?Purchasing power: In war’s wake — Toledo, Ohio 1946
Franklin D. Roosevelt, who led the nation through the twin perils of the Great Depression and World War II, was crippled by polio as a young man. In 1938 he founded the National Foundation for Infantile Paralysis, whose chief fundraising event was the annual door-to-door March of Dimes campaign.
Shortly after Roosevelt died April 12, 1945, Chief Engraver John R. Sinnock began work on the Roosevelt dime — a singularly appropriate denomination. Production began Jan. 30, 1946, the president’s birthday.

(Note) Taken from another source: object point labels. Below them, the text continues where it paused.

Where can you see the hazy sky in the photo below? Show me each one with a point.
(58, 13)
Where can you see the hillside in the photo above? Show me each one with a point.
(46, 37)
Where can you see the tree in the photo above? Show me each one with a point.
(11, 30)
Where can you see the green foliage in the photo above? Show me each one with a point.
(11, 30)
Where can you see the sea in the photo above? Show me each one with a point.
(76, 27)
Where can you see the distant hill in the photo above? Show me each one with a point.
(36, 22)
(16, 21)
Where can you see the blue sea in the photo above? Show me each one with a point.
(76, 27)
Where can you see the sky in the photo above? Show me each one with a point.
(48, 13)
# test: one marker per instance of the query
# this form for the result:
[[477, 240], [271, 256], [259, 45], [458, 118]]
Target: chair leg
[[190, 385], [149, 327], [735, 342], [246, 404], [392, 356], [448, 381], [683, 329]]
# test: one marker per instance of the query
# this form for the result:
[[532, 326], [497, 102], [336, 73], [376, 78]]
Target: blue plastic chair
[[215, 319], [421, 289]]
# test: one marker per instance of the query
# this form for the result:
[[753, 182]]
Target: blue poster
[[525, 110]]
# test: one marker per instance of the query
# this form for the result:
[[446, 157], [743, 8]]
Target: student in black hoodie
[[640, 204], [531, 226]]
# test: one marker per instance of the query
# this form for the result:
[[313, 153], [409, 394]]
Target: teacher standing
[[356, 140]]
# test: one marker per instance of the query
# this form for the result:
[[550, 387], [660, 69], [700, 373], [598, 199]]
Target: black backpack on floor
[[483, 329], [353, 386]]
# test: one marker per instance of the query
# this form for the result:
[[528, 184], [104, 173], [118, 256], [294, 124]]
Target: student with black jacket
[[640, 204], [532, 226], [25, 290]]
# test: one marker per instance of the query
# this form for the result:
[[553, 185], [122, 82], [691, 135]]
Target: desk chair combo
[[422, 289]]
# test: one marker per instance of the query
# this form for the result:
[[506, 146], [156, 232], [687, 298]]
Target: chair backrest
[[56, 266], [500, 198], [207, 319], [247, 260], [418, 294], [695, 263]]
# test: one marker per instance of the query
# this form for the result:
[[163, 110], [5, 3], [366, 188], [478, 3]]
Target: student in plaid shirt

The nation was still transitioning to a peacetime economy when the coin was issued. Pent-up demand from a decade of Depression and five years of war stressed the economy. Civilian goods were often in short supply or had not been available for years.
The 1946 dime contains .07234ounces of silver, worth about $1.45 as I write this. In 1946, the value of that silver in the dime was slightly more than 5 cents.
As for what that dime could purchase in1946, here are the prices for some items advertised in the Toledo Blade newspaper in January 1946:
- Lane’s “cut-rate drugs” was charging a dime for six pencils with erasers, a can of Shinola shoe polish, a flashlight battery, two bars of Lava soap, 50 envelopes or 250 aspirin tablets.
The store was also selling rat traps for 11 cents, a 40-ounce can of Colgate tooth powder for 37 cents, a giant tube of Colgate shaving cream for 39 cents and a pint of Fumo moth spray for 59 cents.
- At Belman’s supermarket, a dime would buy two rolls of Northern toilet paper, a package of marshmallows, a can of grapefruit juice or half a pound of boiling beef.
The store was also selling lard for 18 cents a pound, 3-pound jars of Crisco for 68 cents, a large package of Oxydol detergent for 23 cents and beef steak for 39 cents a pound.
- A dime wouldn’t buy much at W.T. Grant’s, a dime store chain that went under in 1976. The store advertised artificial flowers and small boxes of Kleenex, which it said was a “very scarce item,” for a dime.
The store also advertised that it had just 24 each of four types of “new metal toys.” Parents of those lucky post-war children were able to buy toy patrol and transport planes for 59 cents and stake and dump trucks for 79 cents.
General Electric, the object of a CIO strike, took its case to the public, complaining that it had offered workers earning less than $1 an hour a 10-cent pay hike and those earning more a 10 percent raise, to no avail. The federal minimum wages was 40 cents an hour in 1946. It is now $7.25 an hour.